The user interface 300 may include a vertical section 303 providing tools for webpage design. Examples of these tools include a drag-and-drop editor for adding and rearranging sections, a real-time style editor for adjusting fonts, color palettes, and responsive breakpoints, and media integration tools for embedding images, videos, or interactive widgets, or other suitable design tools. In some implementations, the user may also invoke intelligent assistants to suggest layouts or auto-populate sections based on minimal input. In some other implementations, the system may provide a coding interface so that the user instructs the system on the requirements related to webpage generation using user-specified code. In some other implementations, the tool section 303 may include functionality for uploading or inputting user-provided materials such as images, text, videos, or other media assets, which may then be incorporated into the generated webpages.
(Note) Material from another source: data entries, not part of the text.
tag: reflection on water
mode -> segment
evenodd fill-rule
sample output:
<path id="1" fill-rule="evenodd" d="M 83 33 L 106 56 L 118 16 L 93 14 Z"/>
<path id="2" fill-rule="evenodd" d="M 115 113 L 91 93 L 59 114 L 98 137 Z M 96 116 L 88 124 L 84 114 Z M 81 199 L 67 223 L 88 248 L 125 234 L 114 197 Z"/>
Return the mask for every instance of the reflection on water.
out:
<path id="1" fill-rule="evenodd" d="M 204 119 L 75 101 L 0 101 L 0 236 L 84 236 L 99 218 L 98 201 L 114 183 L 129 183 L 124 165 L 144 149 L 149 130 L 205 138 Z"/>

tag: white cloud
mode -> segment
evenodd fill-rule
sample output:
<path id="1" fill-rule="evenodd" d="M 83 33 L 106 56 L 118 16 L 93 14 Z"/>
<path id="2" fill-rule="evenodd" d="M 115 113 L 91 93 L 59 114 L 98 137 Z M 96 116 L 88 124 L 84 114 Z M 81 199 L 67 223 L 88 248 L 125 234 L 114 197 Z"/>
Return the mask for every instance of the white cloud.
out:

The fourth user interface 350 may include a variety of interactive elements that enable the user to refine, adjust, or regenerate selected content populated within respective webpage components of the generated webpage. For example, a user operating the controlling device 301 may select one or more generated content items and request the system to regenerate or modify the selected content based on updated user requirements. As shown in FIG. 3, the user interface 300 may include a guidance interface 381 configured to provide step-by-step assistance for modifying or regenerating ML-generated content. The guidance interface 381 may prompt the user to select a particular content item for modification and, upon selection, display a message such as “Let's rewrite this for you.” The user may then enter specific regeneration requirements, instructions, or revised text within an input text box 383. In some implementations, the user may directly edit or overwrite the selected content in the input text box 383. In other implementations, the interface may provide selectable menus or contextual toolbars that allow the user to choose, delete, or modify specific portions of content, or to exclude selected elements entirely from the corresponding webpage components.

Upon clicking the regenerate button 385, the controlling device 301 sends the new user request data for content generation according to the semantic hierarchy. The user is enabled to iteratively update or modify generated content until satisfaction is achieved. The backend process for each iteration substantially follows a similar backend process described above.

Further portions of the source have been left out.